Hello @williams3443 ,

Welcome to The MongoDB Community Forums!

If I understand correctly, the bastion connection was setup to allow a connection only to 10.1.3.108:27017 however the replica set are using 10.1.3.49:27017, 10.1.3.108:27017, 10.1.3.43:27017 is this correct? Have you been successful in making the expected connections before, or it never succeed due to the bastion setup?

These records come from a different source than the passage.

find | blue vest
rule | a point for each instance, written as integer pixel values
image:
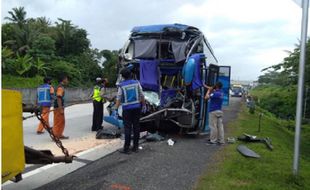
(130, 98)
(44, 95)
(216, 100)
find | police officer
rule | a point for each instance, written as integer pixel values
(131, 98)
(45, 96)
(98, 100)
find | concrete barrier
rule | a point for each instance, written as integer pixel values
(72, 95)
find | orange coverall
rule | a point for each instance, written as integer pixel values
(59, 114)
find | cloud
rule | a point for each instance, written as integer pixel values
(248, 35)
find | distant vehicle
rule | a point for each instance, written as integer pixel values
(237, 91)
(172, 62)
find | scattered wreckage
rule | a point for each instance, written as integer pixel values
(172, 63)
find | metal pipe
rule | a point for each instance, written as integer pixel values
(304, 27)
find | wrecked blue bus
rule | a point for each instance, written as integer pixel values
(172, 63)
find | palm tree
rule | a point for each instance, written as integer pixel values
(18, 15)
(40, 67)
(23, 64)
(6, 53)
(65, 31)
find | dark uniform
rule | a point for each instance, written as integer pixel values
(130, 95)
(98, 101)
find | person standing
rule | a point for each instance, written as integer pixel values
(98, 101)
(215, 94)
(45, 97)
(131, 97)
(59, 113)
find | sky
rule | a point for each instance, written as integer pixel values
(247, 35)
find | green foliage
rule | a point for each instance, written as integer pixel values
(281, 101)
(43, 47)
(40, 67)
(280, 97)
(110, 65)
(65, 68)
(35, 46)
(231, 170)
(9, 81)
(23, 64)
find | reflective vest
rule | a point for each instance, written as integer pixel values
(62, 98)
(96, 94)
(44, 95)
(130, 98)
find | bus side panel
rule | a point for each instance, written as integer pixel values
(224, 78)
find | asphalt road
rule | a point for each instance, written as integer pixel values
(156, 167)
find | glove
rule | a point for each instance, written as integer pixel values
(144, 109)
(114, 113)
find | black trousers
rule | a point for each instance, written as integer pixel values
(131, 119)
(97, 115)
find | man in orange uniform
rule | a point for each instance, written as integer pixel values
(59, 113)
(45, 96)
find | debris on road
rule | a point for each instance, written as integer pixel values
(170, 142)
(245, 151)
(231, 140)
(154, 137)
(108, 133)
(251, 138)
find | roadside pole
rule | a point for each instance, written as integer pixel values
(304, 27)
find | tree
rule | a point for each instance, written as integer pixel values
(6, 54)
(43, 47)
(65, 31)
(18, 16)
(40, 67)
(110, 65)
(23, 64)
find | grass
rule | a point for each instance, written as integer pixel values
(272, 171)
(9, 81)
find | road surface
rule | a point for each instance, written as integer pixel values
(156, 167)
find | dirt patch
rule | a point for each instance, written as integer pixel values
(76, 145)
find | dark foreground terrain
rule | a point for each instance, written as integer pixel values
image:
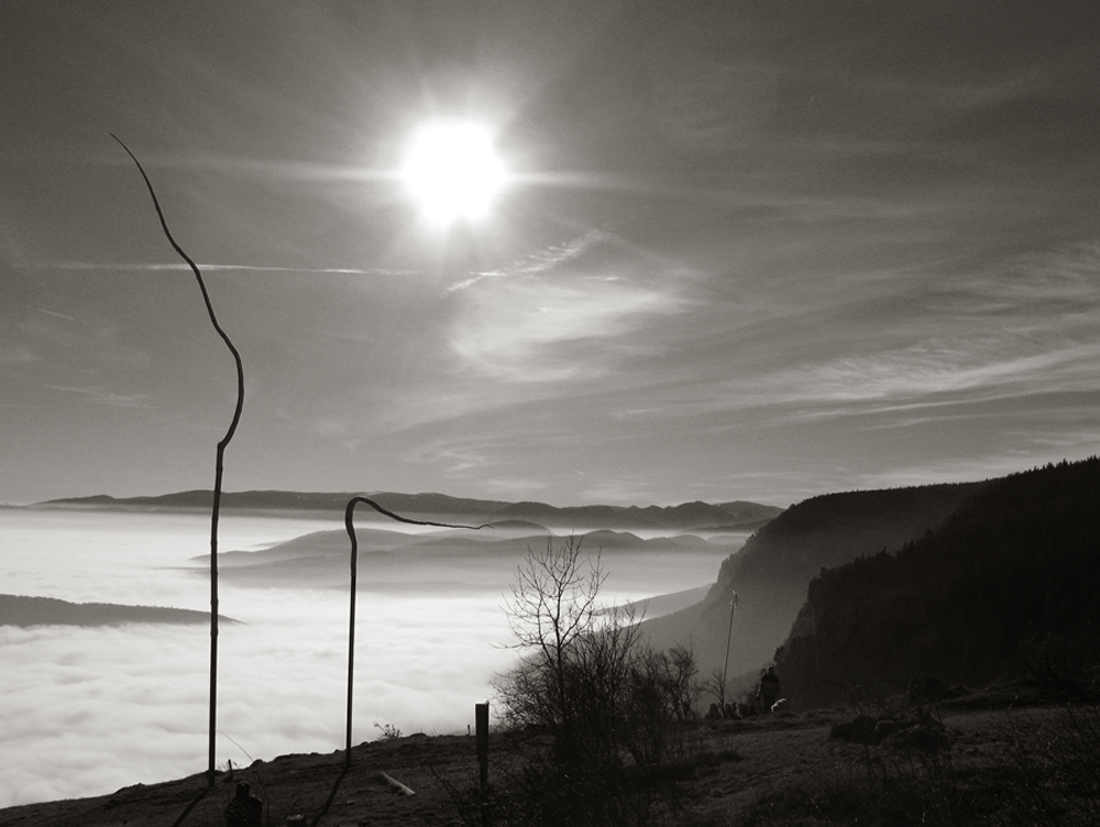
(982, 759)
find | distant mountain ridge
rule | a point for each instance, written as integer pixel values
(25, 612)
(733, 515)
(771, 573)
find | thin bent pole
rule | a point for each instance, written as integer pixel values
(350, 526)
(729, 635)
(219, 463)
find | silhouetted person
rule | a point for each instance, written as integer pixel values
(769, 688)
(244, 809)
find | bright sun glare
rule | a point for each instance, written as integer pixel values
(453, 169)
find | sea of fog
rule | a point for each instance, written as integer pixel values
(88, 710)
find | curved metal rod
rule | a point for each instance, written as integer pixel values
(219, 464)
(350, 526)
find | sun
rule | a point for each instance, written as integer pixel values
(453, 171)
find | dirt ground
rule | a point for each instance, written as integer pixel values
(733, 765)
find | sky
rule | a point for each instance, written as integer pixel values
(746, 250)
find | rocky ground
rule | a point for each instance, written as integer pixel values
(790, 769)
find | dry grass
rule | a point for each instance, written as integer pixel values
(997, 764)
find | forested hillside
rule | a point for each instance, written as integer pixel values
(773, 570)
(1010, 583)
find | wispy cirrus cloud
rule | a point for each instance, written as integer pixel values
(102, 396)
(153, 267)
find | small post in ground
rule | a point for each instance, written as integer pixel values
(481, 717)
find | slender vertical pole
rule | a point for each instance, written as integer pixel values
(729, 635)
(481, 718)
(219, 464)
(350, 527)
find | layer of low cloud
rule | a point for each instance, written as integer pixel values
(88, 710)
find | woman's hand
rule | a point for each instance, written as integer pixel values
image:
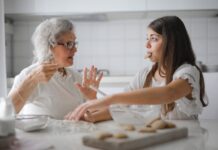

MongoDB official drivers follow this spec for monitoring the state of all nodes in the replica set. This means that the driver must be able to connect to all nodes in the replica set. Connecting and monitoring to all nodes in a replica set is a necessity, since a replica set provides high availability. If the primary goes down, the driver needs to be able to automatically switch to the new primary. This would not be possible unless the driver can connect to all members.

Regards,
Tarun

First thank you for replying @Tarun_Gaur ,

actually I already solved this problem by using VPN service,

this problem was a little complicated

after first touch to primary via bastion host, It returned replica’s private IP

then client( in this case my local) tried to connect private IP again So I couldn’t reach

but after using VPN. client(local) can connect to private VPC subnet

anyway really thanks to your reply,

Regards,
YoungHoon

1 Like

This topic was automatically closed 5 days after the last reply. New replies are no longer allowed.